Under the new guidance, these masks were needed for intensive care and for procedures that generated aerosols such as intubation. But even for these limited uses, it was proving hard to get fresh supplies.
Even in June, when most types of PPE were easy to obtain, there was still a problem getting hold of FFP3s.
The whole world was after the same equipment, so prices more than doubled. The bill for FFP3 and FFP2 masks bought between February and July reached £1.48bn.
Despite all this, the NAO was told by health officials that the protection for hospital staff had not been downgraded to match the PPE that was available.
Why have medics been so worried?
As the pandemic claimed the lives of more and more healthcare workers, the clamour from unions and professional bodies for better protection has become louder.
They highlight how the rates of infection among staff on general wards – where most Covid patients are cared for – are twice as high as in intensive care where medics have the best equipment.
A further concern is the risk from infectious aerosols, especially where there’s poor ventilation – one identified by government’s scientific advisers in the early months of the crisis.
There is a detailed list of “aerosol-generating” procedures – or AGPs – for which staff have to wear FFP3 masks – but critics say these so-called AGPs are too narrowly defined and don’t include some known to cause coughing, such as inserting feeding tubes or assessing the ability to swallow.
Around 20 major organisations representing thousands of healthcare workers ranging from dieticians to speech therapists – all of whom have close contact with Covid patients but are not given FFP3 masks – have formed the AGP Alliance to campaign for change.
“We’re exasperated”, says Dr Barry Jones, a spokesman for the group. “Why not take a precautionary approach? It’s just common sense for people in hospital to be better looked after.”

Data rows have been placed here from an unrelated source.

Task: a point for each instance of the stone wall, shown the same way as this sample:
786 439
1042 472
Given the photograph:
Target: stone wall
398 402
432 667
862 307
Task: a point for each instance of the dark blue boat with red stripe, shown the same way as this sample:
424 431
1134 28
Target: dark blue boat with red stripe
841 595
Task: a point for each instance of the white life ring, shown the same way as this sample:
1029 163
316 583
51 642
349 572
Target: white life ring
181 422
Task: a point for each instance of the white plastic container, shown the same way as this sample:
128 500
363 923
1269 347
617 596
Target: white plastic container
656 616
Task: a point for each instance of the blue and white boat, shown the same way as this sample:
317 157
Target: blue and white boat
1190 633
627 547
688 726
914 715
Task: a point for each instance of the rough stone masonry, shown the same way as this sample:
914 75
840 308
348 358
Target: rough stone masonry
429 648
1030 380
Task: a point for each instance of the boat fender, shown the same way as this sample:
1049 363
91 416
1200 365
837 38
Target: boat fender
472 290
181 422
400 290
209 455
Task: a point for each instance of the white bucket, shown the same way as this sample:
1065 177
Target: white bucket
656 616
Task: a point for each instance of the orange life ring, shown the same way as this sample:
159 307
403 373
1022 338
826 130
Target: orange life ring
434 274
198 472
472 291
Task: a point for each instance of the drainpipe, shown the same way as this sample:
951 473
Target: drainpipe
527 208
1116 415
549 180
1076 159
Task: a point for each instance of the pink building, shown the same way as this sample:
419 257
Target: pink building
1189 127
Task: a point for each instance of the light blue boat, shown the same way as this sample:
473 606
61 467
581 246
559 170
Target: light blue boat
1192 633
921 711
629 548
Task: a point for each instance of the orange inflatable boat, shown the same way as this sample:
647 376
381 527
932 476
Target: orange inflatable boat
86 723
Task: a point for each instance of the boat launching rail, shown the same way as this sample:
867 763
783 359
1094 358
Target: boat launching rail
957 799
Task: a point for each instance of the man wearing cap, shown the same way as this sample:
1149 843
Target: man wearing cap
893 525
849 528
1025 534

Another group, which Dr Butler belongs to, also questions the adequacy of ventilation in hospitals. FreshAirNHS says intensive care units have their air changed at least 10 times every hour – to help disperse and dilute aerosols – while general wards should have six per hour, but often have far fewer.
He says: “We’re doing excellent hand washing contact precautions, we’re distancing as much as we can – yet we’re still getting outbreaks and we’re still getting staff sickness.”
Will anything change?
Health officials have consistently said staff safety is a top priority, that the latest evidence has been reviewed and that current policies will continue.
Dr Ben Killingsley, a specialist in acute medicine and member of Nervtag, says aerosols are seen as “the poor brother” of infectious disease transmission but are now recognised as playing a role.
In his view, the new more infectious variants may justify giving Covid-facing medics the FFP3 masks but it would be a major step, requiring each member of staff to go through a fitting lasting 30-60 minutes.
“Cost and logistics shouldn’t be an obstacle”, he says, but a more efficient first move would be for hospitals to enforce social distancing.
“My hunch is that if we could get away from the small doctors’ offices that are overcrowded, with poor ventilation, infection rates would drop.”
For Dr Butler, it’s not a question of enforcing the guidelines or providing better masks, but doing both until hospital outbreaks are brought under control.